Now you have a spell-checker to show off! (A former student recently told me she got a job interview because of her spell-checker code from a similar assignment, so there's that.)

Section (b): Designing Regular Expressions [5 pts]

This section is independent of the others.

In regexes.py, complete the functions to look for the appropriate patterns in a text by filling in the appropriate regular expressions.

Running the program

python regexes.py
checks the matches against the "gold standard" file data/goldregex.pkl of results for each pattern.

You might find this Coursera video useful. Pythex is a nice interactive way to test your regexes. The demo code from class is posted online for your reference.

Section (c): Designing Context-Free Grammars [18 pts]

This section is independent of the others.

Examine the sentences in data/sentences.txt. You need to design a context-free grammar that will accept all of the valid sentences (those not prefixed by *), and none of the invalid sentences (those prefixed with *).

data/grammar.cfg contains the beginnings of the grammar. Running

python parsecfg.py g
generates several random sentences from this grammar.

Add and modify the rules to be consistent with data/sentences.txt. All your rules must be in Chomsky Normal Form.

  • Running the provided parsecfg.py code like so:
    python parsecfg.py p
    verifies that your grammar is correct, and also shows which of the sentences were parsed by your grammar, using the CKY algorithm from class. Tweak the grammar until all valid sentences parse and none of the invalid ones do. Try to name your non-terminals in a linguistically meaningful way, but technically, the names can be arbitrary.

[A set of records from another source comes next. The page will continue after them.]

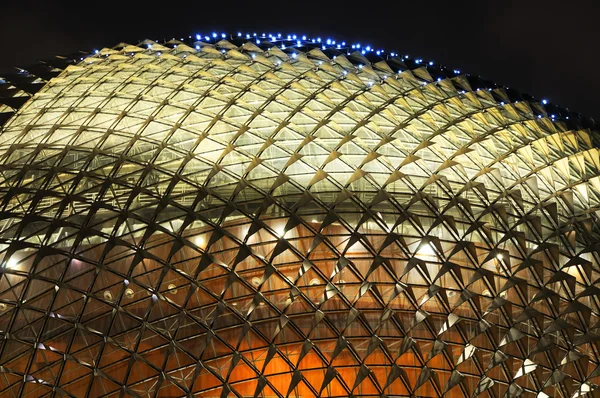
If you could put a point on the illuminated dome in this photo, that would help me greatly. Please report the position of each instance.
(280, 216)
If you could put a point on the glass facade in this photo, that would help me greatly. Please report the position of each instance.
(232, 218)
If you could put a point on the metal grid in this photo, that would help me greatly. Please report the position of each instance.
(240, 220)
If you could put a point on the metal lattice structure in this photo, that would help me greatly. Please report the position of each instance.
(272, 219)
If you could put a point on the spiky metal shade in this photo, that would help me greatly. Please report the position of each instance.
(243, 220)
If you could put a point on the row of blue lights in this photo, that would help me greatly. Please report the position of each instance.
(299, 40)
(324, 44)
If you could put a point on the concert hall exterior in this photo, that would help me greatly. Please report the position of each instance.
(273, 216)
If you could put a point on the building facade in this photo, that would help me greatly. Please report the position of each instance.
(265, 216)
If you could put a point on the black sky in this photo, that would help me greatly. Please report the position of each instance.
(549, 49)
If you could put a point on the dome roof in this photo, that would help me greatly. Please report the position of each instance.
(247, 217)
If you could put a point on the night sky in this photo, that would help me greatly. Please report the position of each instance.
(549, 49)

    Tip: the Grammar.parse method takes an optional verbose argument that prints the CKY parsing matrix. When "debugging" your grammar, you may find it useful to pass verbose as True in the calls to parse in the main block.
  • Run
    python parsecfg.py g
    to generate sentences from your grammar. Do any of them seem ungrammatical to you? Answer the second and third questions in reflection.md.

Misc [5 pts]

  • Answer the remaining questions in reflection.md.
  • Fill out README.md and submit your work correctly.
  • Check that your code is reasonably documented, elegant, and efficient.